Dask is an open-source library for parallel computing in Python. It can be used to quickly parallelize any Python code, or implicitly as a backend in frameworks such as Coffea and RDataFrame.

  • A local Dask cluster parallelizes your code over the cores of your own session — no extra setup required.
  • Dask Gateway scales beyond the session, submitting workers either as Kubernetes pods on the Geddes cluster (all users), or as Slurm jobs on the Hammer or Gautschi clusters (Purdue users only). Note that each user can have at most one active Dask Gateway cluster per gateway at a time.

Slurm (Purdue users only)

Slurm is a job scheduler and workload manager that enables batch submission on Purdue computing clusters. At Purdue AF, users with local Purdue accounts can submit jobs from the AF terminal to the Hammer cluster, using the cms Slurm account.
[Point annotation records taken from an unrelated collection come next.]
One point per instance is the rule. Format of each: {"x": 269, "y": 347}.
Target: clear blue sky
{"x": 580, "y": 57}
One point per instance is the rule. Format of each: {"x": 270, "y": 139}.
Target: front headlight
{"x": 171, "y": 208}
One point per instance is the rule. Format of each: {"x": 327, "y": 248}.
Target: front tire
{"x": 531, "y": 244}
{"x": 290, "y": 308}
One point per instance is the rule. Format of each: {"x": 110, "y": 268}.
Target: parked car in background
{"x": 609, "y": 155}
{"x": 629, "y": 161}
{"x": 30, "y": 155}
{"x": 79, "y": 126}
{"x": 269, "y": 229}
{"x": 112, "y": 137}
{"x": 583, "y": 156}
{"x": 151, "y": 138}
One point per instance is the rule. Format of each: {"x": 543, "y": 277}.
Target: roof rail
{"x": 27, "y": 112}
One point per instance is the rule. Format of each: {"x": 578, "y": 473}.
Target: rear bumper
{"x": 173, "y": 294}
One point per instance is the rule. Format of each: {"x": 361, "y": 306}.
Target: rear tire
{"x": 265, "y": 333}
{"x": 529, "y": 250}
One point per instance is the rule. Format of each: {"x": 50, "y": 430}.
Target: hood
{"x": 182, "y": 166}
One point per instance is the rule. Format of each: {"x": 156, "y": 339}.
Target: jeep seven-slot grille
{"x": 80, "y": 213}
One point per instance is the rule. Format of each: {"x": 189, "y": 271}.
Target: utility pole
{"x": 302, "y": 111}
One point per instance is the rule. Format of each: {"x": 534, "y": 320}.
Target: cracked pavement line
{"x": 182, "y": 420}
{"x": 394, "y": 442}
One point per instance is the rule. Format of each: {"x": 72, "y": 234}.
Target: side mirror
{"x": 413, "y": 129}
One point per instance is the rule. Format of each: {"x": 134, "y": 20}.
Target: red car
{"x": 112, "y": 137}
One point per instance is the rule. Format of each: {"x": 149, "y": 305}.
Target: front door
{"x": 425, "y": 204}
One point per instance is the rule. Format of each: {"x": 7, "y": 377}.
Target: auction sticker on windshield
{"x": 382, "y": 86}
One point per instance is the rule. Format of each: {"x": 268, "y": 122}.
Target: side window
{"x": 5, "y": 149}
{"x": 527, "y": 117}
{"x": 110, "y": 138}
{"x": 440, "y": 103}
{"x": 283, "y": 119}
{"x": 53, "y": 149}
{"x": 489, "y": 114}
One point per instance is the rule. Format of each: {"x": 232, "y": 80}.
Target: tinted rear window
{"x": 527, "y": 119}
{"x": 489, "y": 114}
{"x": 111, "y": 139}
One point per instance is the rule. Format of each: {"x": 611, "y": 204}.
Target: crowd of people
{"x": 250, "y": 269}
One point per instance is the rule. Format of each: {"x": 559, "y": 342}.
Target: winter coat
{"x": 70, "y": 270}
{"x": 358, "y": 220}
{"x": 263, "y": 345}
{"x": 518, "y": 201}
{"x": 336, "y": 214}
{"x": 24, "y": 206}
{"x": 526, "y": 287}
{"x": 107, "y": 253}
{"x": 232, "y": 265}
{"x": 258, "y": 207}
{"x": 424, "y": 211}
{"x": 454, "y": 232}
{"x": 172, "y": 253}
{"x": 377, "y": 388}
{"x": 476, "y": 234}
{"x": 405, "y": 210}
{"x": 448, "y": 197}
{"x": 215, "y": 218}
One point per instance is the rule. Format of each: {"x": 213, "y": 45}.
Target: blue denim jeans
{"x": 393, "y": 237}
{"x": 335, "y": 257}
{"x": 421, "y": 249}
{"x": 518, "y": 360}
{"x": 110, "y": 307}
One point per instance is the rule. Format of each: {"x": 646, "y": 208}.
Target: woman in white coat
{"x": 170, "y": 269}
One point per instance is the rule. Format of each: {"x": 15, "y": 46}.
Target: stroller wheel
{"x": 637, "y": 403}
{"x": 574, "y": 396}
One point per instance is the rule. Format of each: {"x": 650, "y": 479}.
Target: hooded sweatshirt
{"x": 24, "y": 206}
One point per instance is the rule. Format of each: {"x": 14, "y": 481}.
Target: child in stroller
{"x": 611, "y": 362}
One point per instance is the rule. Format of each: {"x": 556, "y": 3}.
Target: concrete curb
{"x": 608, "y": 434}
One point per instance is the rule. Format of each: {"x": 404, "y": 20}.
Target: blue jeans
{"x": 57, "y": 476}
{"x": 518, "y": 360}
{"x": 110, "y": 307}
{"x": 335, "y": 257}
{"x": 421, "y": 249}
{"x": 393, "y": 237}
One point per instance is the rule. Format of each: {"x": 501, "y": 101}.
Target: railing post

Users can also submit Slurm jobs at other Community Clusters after logging into them via ssh.

CRAB

CRAB (CMS Remote Analysis Builder) is a utility to submit CMSSW jobs to distributed computing resources. CRAB allows you to:

  • access Data and Monte Carlo datasets stored at any CMS computing site worldwide;
  • exploit the CPU and storage resources of CMS computing sites via the Worldwide LHC Computing Grid (WLCG).

CRAB is suitable for running most CMSSW framework jobs (i.e. jobs launched via the cmsRun command). It is recommended for computationally intensive workloads such as Monte Carlo generation or "skimming" AOD / MiniAOD datasets.

Monitoring your jobs

Slurm and Dask metrics are available in the corresponding sections of the Purdue AF monitoring dashboard. Each Dask Gateway cluster additionally gets its own Dask dashboard — see Dask Gateway monitoring.